Additionally, examinations are prescribed to detect life-threatening conditions in a timely manner, to assess the degree of deformation of the skull bones. The effectiveness of feeding the child, the level of hemoglobin saturation with oxygen, the rhythm and depth of breathing are determined. To diagnose the preservation of hearing on the 5th-6th day of life, audiological testing is carried out. Instrumental diagnostics includes skull x-ray, CT and MRI of the brain.
Treatment
There is no specific therapy. Treatment is aimed at eliminating the symptoms and consequences of the disease, involves surgical operations and rehabilitation measures. The scope of procedures and the timing of their implementation are set individually, taking into account the presence of a threat to the patient’s life, contraindications and risks associated with surgical intervention. The general treatment regimen includes:
- Restoration of swallowing and breathing. With the development of respiratory distress syndrome, tracheostomy, distraction of the movable jaw, non-invasive ventilation of the lungs is performed. If it is impossible to consume food, a gastrostomy is installed.
- Hearing restoration. Deformity of the outer and middle ear is eliminated surgically, but hearing loss is more often caused by damage to the auditory small bones, therefore surgical interventions to eliminate hearing loss are ineffective. Rehabilitation with hearing aids is preferable.

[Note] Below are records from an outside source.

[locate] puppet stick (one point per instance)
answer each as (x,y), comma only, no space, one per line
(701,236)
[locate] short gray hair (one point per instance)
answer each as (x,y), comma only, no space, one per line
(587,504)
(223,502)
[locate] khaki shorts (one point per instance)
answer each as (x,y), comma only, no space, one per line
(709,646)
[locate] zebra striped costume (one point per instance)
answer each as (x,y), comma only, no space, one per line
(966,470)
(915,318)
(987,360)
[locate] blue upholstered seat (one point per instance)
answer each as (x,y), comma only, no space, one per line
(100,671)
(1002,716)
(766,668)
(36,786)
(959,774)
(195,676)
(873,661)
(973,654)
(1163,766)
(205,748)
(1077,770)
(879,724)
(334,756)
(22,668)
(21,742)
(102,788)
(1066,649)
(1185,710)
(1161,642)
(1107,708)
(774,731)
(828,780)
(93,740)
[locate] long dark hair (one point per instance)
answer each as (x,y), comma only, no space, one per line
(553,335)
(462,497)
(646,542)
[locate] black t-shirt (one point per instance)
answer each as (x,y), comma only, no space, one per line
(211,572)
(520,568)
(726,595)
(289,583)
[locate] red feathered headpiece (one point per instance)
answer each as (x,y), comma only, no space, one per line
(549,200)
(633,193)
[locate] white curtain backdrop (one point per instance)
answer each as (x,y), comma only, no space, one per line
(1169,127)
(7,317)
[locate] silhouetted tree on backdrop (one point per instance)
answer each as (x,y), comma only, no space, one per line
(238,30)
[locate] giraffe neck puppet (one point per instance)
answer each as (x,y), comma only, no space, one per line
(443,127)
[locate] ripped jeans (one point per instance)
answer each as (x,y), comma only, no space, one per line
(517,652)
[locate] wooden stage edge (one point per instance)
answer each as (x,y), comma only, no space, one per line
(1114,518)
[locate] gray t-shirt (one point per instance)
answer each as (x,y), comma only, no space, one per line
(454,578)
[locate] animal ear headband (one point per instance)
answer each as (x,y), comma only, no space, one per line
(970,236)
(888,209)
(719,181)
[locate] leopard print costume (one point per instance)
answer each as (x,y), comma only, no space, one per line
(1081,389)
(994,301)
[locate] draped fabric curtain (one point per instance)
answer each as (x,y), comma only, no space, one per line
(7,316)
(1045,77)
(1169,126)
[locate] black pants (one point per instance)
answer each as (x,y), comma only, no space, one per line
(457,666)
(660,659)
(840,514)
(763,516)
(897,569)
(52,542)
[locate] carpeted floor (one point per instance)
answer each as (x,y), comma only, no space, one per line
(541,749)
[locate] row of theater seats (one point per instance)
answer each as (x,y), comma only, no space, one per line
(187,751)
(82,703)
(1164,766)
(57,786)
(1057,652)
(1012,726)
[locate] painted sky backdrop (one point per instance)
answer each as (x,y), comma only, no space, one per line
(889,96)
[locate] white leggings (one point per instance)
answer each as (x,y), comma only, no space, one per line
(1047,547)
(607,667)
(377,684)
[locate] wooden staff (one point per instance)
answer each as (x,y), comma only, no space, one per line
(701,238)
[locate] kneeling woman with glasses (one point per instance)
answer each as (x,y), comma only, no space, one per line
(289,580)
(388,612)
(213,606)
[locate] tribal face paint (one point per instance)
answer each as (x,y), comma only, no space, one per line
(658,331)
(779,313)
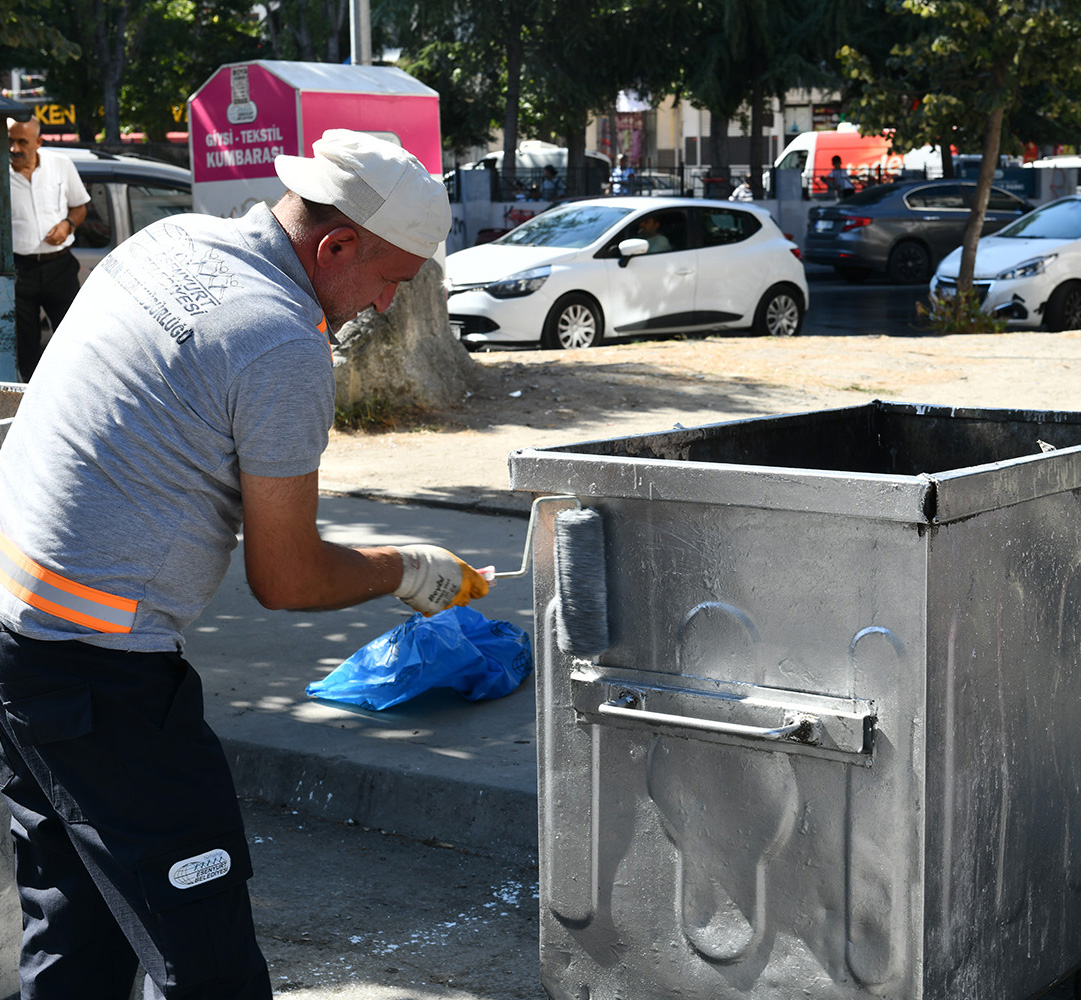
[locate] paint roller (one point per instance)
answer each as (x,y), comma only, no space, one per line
(581,587)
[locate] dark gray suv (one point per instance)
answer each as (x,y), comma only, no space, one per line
(904,229)
(127,192)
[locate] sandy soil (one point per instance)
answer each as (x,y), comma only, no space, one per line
(530,399)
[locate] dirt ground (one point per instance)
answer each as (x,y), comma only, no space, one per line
(533,399)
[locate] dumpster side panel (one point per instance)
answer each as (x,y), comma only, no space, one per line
(680,856)
(1003,894)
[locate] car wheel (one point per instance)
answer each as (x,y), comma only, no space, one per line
(1064,308)
(574,322)
(779,314)
(909,263)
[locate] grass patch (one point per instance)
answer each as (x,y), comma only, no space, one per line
(958,314)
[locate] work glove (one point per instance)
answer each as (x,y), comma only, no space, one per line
(434,580)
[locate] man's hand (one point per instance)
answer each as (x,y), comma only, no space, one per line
(435,578)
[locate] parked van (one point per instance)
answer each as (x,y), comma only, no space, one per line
(866,158)
(533,156)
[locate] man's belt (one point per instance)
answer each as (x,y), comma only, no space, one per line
(49,591)
(38,257)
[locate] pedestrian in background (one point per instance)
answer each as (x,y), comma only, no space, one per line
(838,181)
(48,204)
(623,178)
(190,387)
(743,191)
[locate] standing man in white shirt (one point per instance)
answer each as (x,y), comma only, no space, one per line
(48,204)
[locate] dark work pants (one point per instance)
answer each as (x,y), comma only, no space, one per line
(50,284)
(129,840)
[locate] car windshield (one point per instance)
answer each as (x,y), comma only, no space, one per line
(1055,222)
(570,226)
(871,195)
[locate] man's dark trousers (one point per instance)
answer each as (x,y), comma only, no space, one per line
(49,282)
(129,840)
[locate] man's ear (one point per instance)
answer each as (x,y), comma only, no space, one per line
(338,247)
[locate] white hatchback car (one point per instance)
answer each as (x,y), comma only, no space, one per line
(624,267)
(1028,272)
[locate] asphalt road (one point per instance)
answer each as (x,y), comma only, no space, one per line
(875,306)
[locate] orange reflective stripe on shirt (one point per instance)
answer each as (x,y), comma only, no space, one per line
(51,592)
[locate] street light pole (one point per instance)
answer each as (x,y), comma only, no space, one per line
(360,32)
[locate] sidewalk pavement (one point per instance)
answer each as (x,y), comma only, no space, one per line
(438,768)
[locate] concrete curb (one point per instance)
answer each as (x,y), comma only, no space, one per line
(480,817)
(509,504)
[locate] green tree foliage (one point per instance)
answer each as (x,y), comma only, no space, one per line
(745,51)
(309,30)
(92,82)
(972,72)
(174,48)
(28,37)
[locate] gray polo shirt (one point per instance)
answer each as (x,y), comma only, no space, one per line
(195,350)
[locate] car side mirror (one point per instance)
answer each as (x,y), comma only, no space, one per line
(630,249)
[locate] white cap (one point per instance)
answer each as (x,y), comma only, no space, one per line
(376,184)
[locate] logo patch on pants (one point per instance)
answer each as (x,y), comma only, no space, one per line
(194,871)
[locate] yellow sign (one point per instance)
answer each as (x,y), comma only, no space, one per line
(54,115)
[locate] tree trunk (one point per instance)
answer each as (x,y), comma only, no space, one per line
(992,140)
(576,159)
(516,55)
(947,157)
(720,165)
(110,40)
(757,98)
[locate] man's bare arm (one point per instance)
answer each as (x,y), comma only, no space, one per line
(289,565)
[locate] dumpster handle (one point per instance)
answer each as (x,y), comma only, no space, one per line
(804,729)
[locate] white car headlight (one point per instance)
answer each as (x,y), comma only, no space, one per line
(1027,268)
(522,283)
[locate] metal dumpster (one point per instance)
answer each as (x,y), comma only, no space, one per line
(832,749)
(11,917)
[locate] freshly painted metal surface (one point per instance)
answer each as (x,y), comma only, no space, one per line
(831,748)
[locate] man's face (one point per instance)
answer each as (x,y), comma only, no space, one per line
(23,144)
(369,281)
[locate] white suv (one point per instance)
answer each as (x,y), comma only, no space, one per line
(127,192)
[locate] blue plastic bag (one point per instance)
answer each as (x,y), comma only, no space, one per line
(457,648)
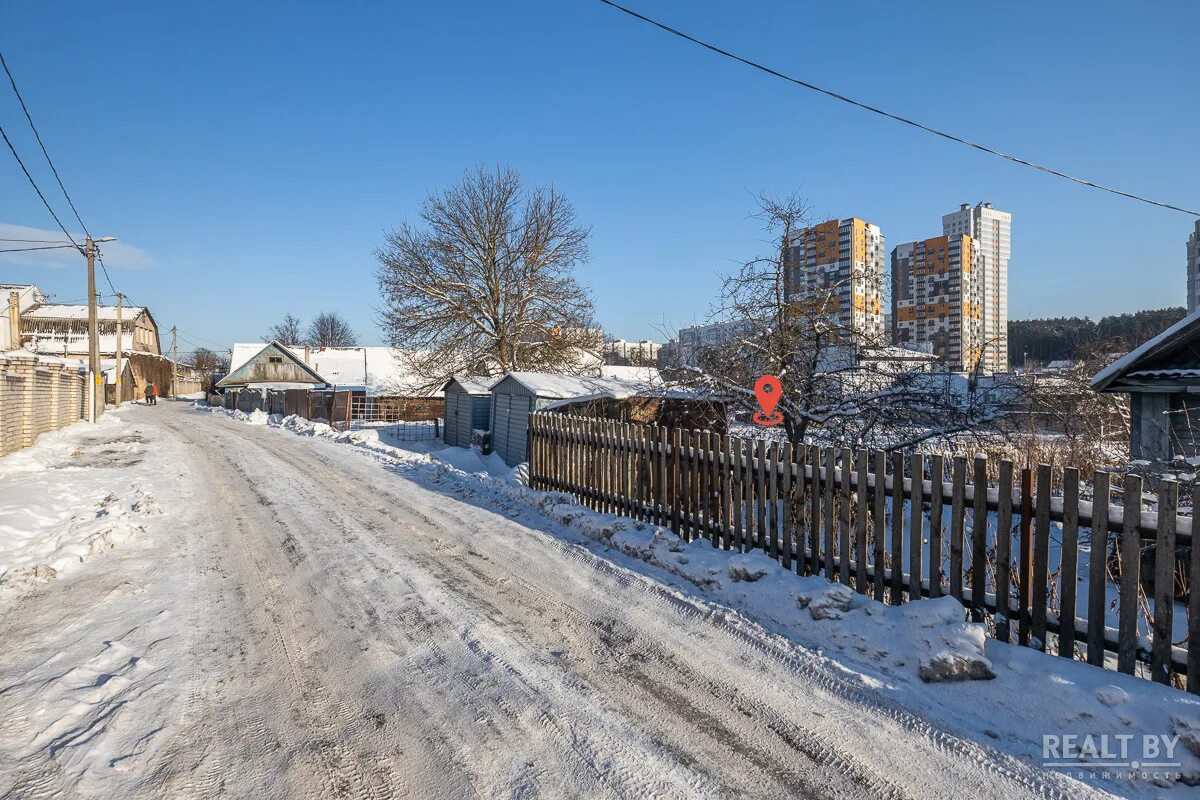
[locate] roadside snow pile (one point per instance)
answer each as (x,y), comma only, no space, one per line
(924,655)
(66,499)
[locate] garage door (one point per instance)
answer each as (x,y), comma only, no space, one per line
(462,420)
(517,428)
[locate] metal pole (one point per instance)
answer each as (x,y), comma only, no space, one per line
(97,395)
(117,391)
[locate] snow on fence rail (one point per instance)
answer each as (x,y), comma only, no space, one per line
(828,511)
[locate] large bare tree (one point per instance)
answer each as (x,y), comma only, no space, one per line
(485,282)
(286,331)
(329,329)
(840,384)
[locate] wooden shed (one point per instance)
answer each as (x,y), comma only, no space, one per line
(1162,378)
(468,408)
(519,394)
(273,367)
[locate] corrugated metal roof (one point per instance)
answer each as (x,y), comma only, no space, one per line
(1165,373)
(53,311)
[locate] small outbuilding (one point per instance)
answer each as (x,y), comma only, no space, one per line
(1162,378)
(519,394)
(468,404)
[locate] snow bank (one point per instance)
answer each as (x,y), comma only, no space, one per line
(67,499)
(924,655)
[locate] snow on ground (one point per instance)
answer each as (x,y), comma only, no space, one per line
(90,660)
(304,619)
(923,655)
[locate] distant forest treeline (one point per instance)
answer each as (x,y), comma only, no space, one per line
(1068,337)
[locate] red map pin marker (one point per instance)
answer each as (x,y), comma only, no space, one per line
(769,391)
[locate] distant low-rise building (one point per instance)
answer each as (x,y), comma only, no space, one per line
(1194,269)
(1162,378)
(635,353)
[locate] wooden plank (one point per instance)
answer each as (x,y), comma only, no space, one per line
(828,482)
(979,541)
(714,468)
(1005,551)
(815,493)
(897,582)
(697,486)
(846,499)
(708,504)
(799,485)
(760,494)
(916,524)
(861,522)
(1131,577)
(789,510)
(727,495)
(1025,596)
(1068,564)
(936,510)
(958,523)
(1042,558)
(1193,668)
(1097,569)
(773,481)
(748,476)
(1164,583)
(879,523)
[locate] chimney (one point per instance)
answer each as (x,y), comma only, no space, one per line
(15,320)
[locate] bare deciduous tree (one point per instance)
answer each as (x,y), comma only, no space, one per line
(328,329)
(288,331)
(485,283)
(209,361)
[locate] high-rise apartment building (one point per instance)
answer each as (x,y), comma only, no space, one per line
(937,300)
(1194,269)
(838,265)
(991,233)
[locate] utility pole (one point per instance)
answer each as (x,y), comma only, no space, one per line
(95,377)
(118,392)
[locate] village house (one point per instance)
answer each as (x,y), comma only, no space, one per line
(1162,378)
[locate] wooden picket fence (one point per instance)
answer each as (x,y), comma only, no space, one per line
(826,511)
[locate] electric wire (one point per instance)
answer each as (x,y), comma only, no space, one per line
(897,118)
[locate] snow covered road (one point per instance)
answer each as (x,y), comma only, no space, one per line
(316,623)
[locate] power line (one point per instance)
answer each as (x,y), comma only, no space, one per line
(41,144)
(25,250)
(100,257)
(36,188)
(897,118)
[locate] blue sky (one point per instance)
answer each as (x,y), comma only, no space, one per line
(250,158)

- Elimination of external defects. Deformities are corrected by plastic and mandibular surgery. Liposculpture, surgical bone distraction, graft placement and surgical palate restoration are used.
Prognosis and prevention
Comprehensive treatment and rehabilitation significantly improve the quality of life of patients. With mild and moderate severity of the syndrome, the prognosis is favorable. Prevention is difficult because the disease is genetic, and mutations can occur spontaneously. Married couples in which one parent is ill need medical and genetic counseling and perinatal diagnosis of the syndrome in the early stages of pregnancy. To reduce the risk of carrying a sick child, an in vitro fertilization procedure with pre-selection of genetically healthy embryos is recommended.